Deel deze tekst met een kennis
Het e-mailadres:


Verwant
Brief aan Lenin
Kiesrecht voor vrouwen en klassenstrijd
Sociaaldemocratie en parlementarisme

“Behoort het stelsel van evenredige vertegenwoordiging te worden behouden, of moeten wij tot de een of andere vorm van meerderheidsstelsel terugkeren? Er zijn – in welhaast alle partijen – personen, die de laatste mening zijn toegedaan. De vraag is belangrijk en dient dus behoorlijk te worden onderzocht.”

Deze regels werden geschreven niet in 1967 maar in ... 1935 en wel in: Het staatkundige stelsel der sociaaldemocratie (rapport uitgebracht door de Kommissie tot vergelijkend onderzoek van politieke systemen, ingesteld door het partijbestuur van de SDAP). Ofschoon onmiddellijk gesteld moet worden dat de toestand van 1935 niet te vergelijken is met die van het ogenblik, voornamelijk omdat toen de arbeidersbeweging zich als gevolg van een serie ernstige nederlagen (Mussolini en Hitler reeds aan de macht) in een neergangperiode bevond, terwijl op dit moment de revolutionaire beweging zich – vooral in de landen van de zogenaamde derde wereld en in de arbeidersstaten – in gunstige zin ontwikkelt, is er toch een parallel te trekken. (De gebeurtenissen in China laten we hier buiten beschouwing). De parallel tussen 1935 en 1967 voor de Europese landen ligt in het feit, dat de bourgeoisie de tendens vertoonde en vertoont naar een versterking van de staatsmacht. De oorzaken zijn verschillend doch het doel is hetzelfde

In 1935 waren de meeste Europese bourgeoisieën beangst voor revolutionaire ontwikkelingen. Deze angst was niet misplaatst want vóór het uitbreken van de tweede wereldoorlog ontstond in 1936 in Frankrijk een prerevolutionaire situatie en enige tijd daarna brak de Spaanse burgeroorlog uit. Het Italiaanse en Duitse fascisme waren voor de heersende klasse in Europa aanschouwelijke voorbeelden geweest.

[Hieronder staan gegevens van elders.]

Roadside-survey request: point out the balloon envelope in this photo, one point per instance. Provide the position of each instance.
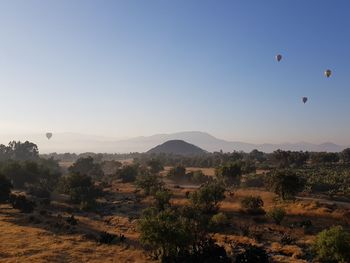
(279, 57)
(328, 73)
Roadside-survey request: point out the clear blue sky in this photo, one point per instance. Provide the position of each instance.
(129, 68)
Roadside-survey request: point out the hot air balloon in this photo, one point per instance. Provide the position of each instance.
(49, 135)
(278, 57)
(328, 73)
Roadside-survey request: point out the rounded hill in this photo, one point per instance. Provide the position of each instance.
(179, 147)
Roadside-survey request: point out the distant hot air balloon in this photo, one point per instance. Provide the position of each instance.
(278, 57)
(328, 73)
(49, 135)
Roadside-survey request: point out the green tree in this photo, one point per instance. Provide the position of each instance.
(333, 245)
(155, 166)
(80, 188)
(230, 173)
(5, 188)
(207, 198)
(165, 232)
(128, 173)
(285, 183)
(345, 155)
(150, 183)
(87, 166)
(162, 199)
(177, 172)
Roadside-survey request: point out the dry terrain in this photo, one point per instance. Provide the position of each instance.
(45, 235)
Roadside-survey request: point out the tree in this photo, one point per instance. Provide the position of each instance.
(285, 183)
(23, 151)
(207, 198)
(80, 188)
(277, 214)
(162, 198)
(165, 232)
(87, 166)
(5, 188)
(150, 183)
(257, 156)
(128, 173)
(345, 155)
(252, 203)
(333, 245)
(177, 172)
(231, 173)
(155, 166)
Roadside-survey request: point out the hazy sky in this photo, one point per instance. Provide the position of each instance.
(129, 68)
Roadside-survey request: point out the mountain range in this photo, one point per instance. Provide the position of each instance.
(74, 142)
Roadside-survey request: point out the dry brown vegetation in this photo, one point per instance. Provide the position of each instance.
(45, 235)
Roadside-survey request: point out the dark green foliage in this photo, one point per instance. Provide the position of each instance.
(21, 203)
(72, 220)
(333, 245)
(285, 159)
(87, 166)
(177, 172)
(128, 173)
(80, 188)
(324, 158)
(155, 166)
(207, 197)
(5, 188)
(165, 232)
(285, 183)
(253, 204)
(19, 151)
(162, 199)
(205, 251)
(149, 182)
(230, 173)
(345, 155)
(254, 180)
(108, 238)
(252, 254)
(277, 214)
(41, 173)
(286, 239)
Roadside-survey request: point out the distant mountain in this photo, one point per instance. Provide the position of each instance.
(73, 142)
(179, 147)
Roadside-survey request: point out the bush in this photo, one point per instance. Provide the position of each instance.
(164, 232)
(252, 203)
(252, 254)
(207, 198)
(162, 198)
(219, 220)
(285, 183)
(148, 182)
(21, 203)
(333, 245)
(277, 214)
(128, 173)
(80, 189)
(230, 173)
(5, 188)
(108, 238)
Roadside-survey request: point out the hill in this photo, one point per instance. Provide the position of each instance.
(177, 147)
(79, 143)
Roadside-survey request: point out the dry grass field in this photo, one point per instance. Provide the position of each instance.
(45, 235)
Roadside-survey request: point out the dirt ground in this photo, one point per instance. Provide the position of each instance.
(45, 236)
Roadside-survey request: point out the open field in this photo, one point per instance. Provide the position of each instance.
(44, 236)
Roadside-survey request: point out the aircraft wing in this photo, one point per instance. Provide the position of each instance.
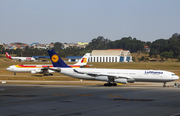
(116, 76)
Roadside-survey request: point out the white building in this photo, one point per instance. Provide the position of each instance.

Aan sympathie bij de bourgeoisie – ook in Nederland – ontbrak het voor deze totalitaire regimes niet. Op dit moment is het gaullisme het ideaal van grote delen van de heersende klasse in Europa.

De machthebbers in de industrie hebben een sterke staat nodig om kleinere concurrenten en het kleinburgerdom economisch en politiek en de arbeidersklasse politiek en organisatorisch zo goed mogelijk uit te schakelen. De grote bourgeoisie streeft naar internationale politieke unificatie en neemt daarbij het gaullisme als voorbeeld. Een van de middelen om tot een sterkere staat te komen is het afschaffen van de evenredige vertegenwoordiging en daarmee de concentratie van macht in handen van enkele partijen.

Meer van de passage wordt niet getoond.